Hamlin sometimes described herself as a Christian missionary, and called the women who flocked to her hospital “fistula pilgrims.” “These are the women most to be pitied in the world,” she told Kristof in 2003. “They’re alone in the world, ashamed of their injuries. For lepers, or AIDS victims, there are organizati­ons that help. But nobody knows about these women or helps them.”

After receiving treatment from Hamlin, many joined her medical crusade against fistula. One patient was sold at age 13 to be the wife of a 60-yearold man, then became pregnant, delivered a child by herself in the bush and suffered a severe fistula, forcing her to crawl for help, Kristof wrote in 2014. She later joined Hamlin’s hospital as a nurse’s aide.

Another patient, an illiterate woman named Mamitu Gashe, was treated at the hospital and stayed on to learn how to perform fistula repairs. “When distinguis­hed professors of obstetrics from around the world come to this hospital for training in fistula repair,” Kristof wrote, “their teacher has often been Mamitu.”

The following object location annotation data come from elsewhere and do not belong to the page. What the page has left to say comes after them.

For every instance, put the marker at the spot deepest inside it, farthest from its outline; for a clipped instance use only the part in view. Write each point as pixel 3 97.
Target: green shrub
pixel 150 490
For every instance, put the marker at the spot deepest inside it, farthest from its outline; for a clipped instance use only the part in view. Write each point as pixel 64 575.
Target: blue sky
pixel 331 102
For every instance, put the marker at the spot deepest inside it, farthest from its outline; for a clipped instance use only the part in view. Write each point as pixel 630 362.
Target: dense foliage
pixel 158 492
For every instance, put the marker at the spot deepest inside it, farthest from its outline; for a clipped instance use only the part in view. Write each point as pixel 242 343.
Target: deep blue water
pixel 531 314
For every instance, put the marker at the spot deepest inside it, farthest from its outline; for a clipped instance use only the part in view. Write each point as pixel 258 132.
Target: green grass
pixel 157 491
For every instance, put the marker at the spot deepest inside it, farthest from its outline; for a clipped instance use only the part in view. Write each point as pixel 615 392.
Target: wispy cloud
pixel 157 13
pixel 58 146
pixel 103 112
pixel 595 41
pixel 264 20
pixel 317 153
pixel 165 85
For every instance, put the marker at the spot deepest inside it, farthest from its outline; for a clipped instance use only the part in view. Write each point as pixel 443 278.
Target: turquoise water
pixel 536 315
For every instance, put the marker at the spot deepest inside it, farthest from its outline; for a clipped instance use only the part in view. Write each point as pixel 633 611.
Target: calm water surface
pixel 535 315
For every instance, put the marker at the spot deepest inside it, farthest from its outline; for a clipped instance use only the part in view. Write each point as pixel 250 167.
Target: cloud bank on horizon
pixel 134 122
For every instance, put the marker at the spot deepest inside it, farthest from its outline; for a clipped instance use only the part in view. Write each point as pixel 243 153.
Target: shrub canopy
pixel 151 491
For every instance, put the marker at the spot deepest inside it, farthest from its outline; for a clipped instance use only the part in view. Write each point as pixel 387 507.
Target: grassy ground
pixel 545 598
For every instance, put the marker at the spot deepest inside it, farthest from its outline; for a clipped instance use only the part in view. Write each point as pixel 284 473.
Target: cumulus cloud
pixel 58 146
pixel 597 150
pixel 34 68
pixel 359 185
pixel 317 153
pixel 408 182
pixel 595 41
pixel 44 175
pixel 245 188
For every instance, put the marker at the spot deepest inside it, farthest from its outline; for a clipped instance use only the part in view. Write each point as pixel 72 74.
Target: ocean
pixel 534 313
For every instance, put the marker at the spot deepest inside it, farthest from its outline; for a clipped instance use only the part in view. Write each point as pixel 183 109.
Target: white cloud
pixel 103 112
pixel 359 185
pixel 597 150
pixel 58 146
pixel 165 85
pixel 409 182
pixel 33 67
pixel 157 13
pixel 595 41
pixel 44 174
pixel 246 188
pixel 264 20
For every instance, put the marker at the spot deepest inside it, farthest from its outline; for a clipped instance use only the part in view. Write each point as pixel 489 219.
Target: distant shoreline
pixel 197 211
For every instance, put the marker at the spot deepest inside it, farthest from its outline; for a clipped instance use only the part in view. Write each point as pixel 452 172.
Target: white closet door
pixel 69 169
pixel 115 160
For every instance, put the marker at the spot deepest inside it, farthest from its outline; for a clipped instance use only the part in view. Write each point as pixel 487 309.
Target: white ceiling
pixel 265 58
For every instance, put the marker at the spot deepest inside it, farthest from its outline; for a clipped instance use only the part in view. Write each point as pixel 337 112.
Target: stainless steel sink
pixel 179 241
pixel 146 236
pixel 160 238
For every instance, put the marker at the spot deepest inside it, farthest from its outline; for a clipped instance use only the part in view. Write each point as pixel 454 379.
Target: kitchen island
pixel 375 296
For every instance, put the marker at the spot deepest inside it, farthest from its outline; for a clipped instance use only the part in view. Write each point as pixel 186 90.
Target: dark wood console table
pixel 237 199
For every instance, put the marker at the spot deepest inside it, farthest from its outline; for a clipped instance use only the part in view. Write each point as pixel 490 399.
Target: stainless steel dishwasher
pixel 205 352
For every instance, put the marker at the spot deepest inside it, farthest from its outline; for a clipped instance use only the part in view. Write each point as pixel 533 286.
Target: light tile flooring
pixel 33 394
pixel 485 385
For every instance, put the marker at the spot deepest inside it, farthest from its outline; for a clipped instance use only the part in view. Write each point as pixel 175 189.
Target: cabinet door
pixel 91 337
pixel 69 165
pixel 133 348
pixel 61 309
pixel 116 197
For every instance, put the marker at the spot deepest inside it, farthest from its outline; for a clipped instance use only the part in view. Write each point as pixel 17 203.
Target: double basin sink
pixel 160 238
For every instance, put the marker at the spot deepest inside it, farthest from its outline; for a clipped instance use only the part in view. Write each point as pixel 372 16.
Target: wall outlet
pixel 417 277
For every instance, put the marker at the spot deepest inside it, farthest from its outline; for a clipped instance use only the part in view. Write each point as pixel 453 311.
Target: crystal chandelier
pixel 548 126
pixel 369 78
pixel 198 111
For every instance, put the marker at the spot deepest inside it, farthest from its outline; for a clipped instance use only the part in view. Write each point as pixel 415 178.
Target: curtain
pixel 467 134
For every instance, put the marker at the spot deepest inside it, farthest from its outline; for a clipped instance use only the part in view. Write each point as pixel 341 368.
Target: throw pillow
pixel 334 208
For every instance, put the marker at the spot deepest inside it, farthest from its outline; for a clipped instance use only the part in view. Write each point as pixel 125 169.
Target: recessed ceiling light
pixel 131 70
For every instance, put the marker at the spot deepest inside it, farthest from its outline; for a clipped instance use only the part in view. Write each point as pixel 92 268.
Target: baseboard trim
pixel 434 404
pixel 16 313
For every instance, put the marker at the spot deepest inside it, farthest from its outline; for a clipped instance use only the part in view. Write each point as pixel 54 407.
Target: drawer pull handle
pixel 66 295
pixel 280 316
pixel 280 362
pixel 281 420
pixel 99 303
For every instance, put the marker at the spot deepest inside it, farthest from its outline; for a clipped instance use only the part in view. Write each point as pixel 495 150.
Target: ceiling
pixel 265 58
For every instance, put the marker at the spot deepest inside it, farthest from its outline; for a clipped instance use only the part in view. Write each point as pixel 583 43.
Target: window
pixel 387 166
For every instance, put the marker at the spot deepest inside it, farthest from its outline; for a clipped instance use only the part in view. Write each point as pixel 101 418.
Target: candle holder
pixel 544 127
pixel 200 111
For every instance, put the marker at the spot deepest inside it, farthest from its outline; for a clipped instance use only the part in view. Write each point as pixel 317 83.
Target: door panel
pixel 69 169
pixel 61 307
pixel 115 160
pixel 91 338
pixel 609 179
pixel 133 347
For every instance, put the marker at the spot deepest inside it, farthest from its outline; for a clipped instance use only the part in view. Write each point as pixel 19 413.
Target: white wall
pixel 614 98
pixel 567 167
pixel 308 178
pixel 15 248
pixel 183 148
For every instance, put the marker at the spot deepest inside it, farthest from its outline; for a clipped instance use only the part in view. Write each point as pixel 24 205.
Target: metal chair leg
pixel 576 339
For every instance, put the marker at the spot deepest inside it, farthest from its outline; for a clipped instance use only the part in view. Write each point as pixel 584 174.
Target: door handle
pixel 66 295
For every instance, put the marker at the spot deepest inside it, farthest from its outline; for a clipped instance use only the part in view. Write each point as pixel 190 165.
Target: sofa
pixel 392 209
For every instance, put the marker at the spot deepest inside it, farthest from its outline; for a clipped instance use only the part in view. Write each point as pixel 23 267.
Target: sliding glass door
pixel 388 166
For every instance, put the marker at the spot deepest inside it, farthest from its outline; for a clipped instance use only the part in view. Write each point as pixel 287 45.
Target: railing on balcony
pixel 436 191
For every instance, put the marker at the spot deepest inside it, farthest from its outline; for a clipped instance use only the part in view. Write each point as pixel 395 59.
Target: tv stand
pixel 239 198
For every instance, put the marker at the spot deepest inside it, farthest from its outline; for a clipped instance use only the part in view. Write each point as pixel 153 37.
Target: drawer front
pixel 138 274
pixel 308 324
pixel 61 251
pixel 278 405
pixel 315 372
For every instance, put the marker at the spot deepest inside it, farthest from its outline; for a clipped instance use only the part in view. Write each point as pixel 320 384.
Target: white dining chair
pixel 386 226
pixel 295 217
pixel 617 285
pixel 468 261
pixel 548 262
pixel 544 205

Hamlin’s six-decade stay in Ethiopia was a stark departure from her wealthy upbringing in the suburbs of Sydney, where she was born Elinor Catherine Nicholson on Jan. 24, 1924. Her father was an engineer who made a fortune from the elevator business, acquiring a yacht and ponies for his six children, according to a report in The New Zealand Herald.

Catherine studied at Frensham boarding school in Mittagong before graduating from the University of Sydney’s medical school in 1946. She completed her residency in obstetrics at Crown Street Women’s Hospital in Sydney, where she met hospital superinten­dent Reginald Hamlin, a New Zealander who was 15 years her senior.

They married in 1950 and worked at hospitals in London and Hong King before settling in Addis Ababa, where they were initially based at the Princess Tsehai Memorial Hospital. Within their first three years, they had treated 300 fistula patients.

The couple treated thousands more after founding Addis Ababa Fistula Hospital in the mid-1970s, and remained in the country even as it devolved into civil war, with gunfire occasional­ly bursting through their living room.